Take a break to choose your next getaway, and you'll experience an instant shot of joy. Researchers from the Netherlands found that people who are in the process of planning a trip are happier than those who don't have a vacation on the horizon. Turns out that anticipating all the fun you're going to have is almost better than the actual trip! For a little help with your homework, try using TripIt, an app for Android and iPhone where you can gather itineraries, booking confirmations, reservations, and other vacay details in one place. Whenever you need to access the information, just go to the app and instantly find it.
Much has been made about how all those "look at my great life" posts on social media prompt many of us to feel bad about ourselves. But you've probably generated your own share of positive posts and photos, and scrolling back through them can lift your spirits.
It's the trifecta of health benefits: Gardening is great exercise, doing good is good for you, and getting dirt on your hands can directly improve your physical and mental health. Certain bacteria in dirt can increase levels of serotonin, a mood-boosting brain chemical, a study from the University of Bristol finds. Do the planting in a neighborhood plot, and you'll be even healthier; data show that people who participate in community gardening have significantly lower BMIs.
Can't get that tense conversation with your next-door neighbor out of your head? Put pen to paper (or fingers to keyboard) and record your thoughts. Then toss the paper or delete the document. This can help you mentally ditch those thoughts. No pen and paper nearby? Use the Evernote app on your phone. Then, when you get home, print it from your home computer, crumple it up, and say buh-bye to bad feelings.
You already know that walking can help you lose weight and improve your mood. It's finding the motivation to get moving that can be hard. The secret: adding a buddy to the mix. "People who did a physical activity with a spouse or friend enjoyed the workout more than those who went solo," says Genevieve Dunton, Ph.D., assistant professor of preventive medicine and psychology at the University of Southern California. The benefit is twofold: A companion takes your mind off the physical exertion and encourages you to keep going.
A messy desk can drain your brainpower: Having too much stuff in your line of sight can make it harder to focus. Don't attempt a whole-house overhaul, but instead tackle your workstation or wherever it is that you do most of your tasks, like paying bills or helping with homework. Buy pretty folders and organize your desk and drawers so you can clearly focus on one thing at a time. Your frazzled brain will thank you.
Instead of turning on the tube, pick up a book and hone your emotional intelligence. A new study found that people who regularly read literary fiction (think Alice Munro or Maeve Binchy) were more in tune to others' emotions -- a skill that improves personal and professional relationships. Why literary fiction? The characters and plotlines compel you to decipher complex emotions and relationships.
Need an extra push to exercise? Purchasing cute clothes to wear while sweating it out might make the difference. In a recent Northwestern University study, people who put on specific clothes performed better at tasks that were related to how they dressed. "A sporty outfit is generally associated with great athletic performance," says Hajo Adam, one of the researchers. "So it makes sense that you're more likely to go to the gym and perhaps work out harder." And then there's the dose of body confidence you'll get from wearing new duds. Affordable brands that look great on every body type include Moving Comfort and C9 by Champion.

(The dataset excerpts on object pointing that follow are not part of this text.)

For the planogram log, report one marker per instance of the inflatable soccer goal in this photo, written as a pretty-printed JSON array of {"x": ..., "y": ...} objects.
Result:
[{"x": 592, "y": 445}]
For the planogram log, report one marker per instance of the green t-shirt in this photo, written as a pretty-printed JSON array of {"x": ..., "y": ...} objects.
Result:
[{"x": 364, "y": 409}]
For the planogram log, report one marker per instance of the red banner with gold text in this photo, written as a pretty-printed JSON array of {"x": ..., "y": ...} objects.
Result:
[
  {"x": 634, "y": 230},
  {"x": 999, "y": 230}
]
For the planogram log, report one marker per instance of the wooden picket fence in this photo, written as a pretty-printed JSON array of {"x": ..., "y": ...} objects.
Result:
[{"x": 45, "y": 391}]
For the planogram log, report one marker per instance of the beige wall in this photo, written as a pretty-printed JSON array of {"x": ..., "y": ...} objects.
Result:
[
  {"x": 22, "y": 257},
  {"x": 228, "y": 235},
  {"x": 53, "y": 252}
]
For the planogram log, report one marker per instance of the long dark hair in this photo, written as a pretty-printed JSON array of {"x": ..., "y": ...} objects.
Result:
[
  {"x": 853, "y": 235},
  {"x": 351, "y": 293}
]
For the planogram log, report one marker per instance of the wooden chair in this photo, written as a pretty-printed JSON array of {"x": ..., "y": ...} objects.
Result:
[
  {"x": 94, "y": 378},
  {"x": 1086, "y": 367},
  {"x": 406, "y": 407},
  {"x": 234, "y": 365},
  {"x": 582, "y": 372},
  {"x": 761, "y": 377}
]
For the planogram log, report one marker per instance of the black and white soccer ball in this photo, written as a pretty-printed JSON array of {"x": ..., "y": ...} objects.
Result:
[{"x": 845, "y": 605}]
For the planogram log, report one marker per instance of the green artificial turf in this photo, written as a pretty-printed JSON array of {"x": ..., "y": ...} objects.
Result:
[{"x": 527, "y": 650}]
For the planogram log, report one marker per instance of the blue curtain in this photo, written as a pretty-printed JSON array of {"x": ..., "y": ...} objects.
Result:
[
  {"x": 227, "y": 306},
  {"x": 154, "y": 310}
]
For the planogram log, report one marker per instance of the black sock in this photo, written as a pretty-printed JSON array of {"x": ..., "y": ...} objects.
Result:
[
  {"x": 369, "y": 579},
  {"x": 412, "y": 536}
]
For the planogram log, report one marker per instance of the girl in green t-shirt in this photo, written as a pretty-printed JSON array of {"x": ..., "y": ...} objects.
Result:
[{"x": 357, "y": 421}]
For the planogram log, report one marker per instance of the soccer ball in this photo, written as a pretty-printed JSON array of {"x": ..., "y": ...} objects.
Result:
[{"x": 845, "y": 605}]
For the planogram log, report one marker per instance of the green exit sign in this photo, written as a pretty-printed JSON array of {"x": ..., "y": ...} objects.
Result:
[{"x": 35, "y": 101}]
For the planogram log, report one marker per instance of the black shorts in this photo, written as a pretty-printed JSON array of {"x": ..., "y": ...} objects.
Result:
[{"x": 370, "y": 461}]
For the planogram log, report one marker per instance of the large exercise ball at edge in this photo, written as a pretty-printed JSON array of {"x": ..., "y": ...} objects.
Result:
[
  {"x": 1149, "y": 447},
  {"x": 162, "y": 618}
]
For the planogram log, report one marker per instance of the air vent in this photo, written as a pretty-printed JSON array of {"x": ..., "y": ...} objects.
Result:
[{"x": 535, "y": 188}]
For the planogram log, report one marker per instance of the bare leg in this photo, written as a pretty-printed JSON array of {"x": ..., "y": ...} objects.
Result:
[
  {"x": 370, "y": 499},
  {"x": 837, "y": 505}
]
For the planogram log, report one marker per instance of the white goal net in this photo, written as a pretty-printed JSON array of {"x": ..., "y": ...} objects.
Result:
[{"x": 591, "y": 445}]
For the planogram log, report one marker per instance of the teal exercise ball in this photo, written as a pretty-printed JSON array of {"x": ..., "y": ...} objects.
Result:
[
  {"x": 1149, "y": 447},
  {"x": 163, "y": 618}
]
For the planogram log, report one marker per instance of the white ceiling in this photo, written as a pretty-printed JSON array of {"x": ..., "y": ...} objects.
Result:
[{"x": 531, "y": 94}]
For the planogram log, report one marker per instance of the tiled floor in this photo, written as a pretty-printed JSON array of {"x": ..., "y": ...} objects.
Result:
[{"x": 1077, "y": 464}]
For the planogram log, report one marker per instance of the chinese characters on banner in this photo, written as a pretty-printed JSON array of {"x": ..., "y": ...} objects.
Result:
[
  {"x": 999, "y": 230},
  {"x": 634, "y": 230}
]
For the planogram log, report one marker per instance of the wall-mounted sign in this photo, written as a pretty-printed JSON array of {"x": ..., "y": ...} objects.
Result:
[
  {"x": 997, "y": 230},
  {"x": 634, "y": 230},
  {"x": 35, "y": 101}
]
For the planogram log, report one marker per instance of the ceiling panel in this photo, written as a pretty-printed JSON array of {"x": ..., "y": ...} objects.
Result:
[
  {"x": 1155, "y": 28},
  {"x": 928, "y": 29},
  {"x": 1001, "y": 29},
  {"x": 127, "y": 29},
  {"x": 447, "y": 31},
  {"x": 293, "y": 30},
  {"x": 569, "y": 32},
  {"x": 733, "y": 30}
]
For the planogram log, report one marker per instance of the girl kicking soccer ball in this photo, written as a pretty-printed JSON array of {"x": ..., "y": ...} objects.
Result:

You might already spend Sunday deciding your weekly meals, but remember to map out your snacks, too. Planning might be more important than willpower when it comes to eating healthfully. "You have to think about possible barriers in advance, and come up with strategies to handle them," says Cristina Godinho, a researcher from the Lisbon University Institute who studied the topic. In other words, if you know that the only snacks readily available at work are chips and soda, prep sliced fruit or veggies with a low-fat dip to take in. Having healthy munchies at the ready also makes it easy to say "no thanks" when the tray of leftover cookies is passed around.
Stop scarfing your food and take a full 30 minutes to enjoy your meal. Recent research from Texas Christian University found that the faster people ate, the more calories they consumed -- up to 10 percent more. "When people eat slowly, they may become more aware of when they start to feel full and are able to stop eating," says study author Meena Shah, Ph.D. Also, when you eat too quickly, you might not realize how much you're consuming, and it might take more food to feel satisfied. Ways to go slow: Take small bites, chew thoroughly, put your fork down between bites, and try to sip water throughout the meal.
These little moves take just five minutes (or less) and can make a big difference in your energy, mood, and more: Step Outside. A few minutes of exposure to natural daylight can give you a shot of energy and focus. Get Your Giggle On. Cue up the cute cat videos: A hearty laugh improves blood flow. Play some tunes. Silence might be golden, but listening to (upbeat) music is an instant mood-lifter. Check out foodie photos on Pinterest. They'll help keep a lid on your cravings -- really! Research shows that just seeing photos of food gives your brain the sensation of tasting it, too. Smile. Even if you're faking it, a study shows that grinning might help relieve stress.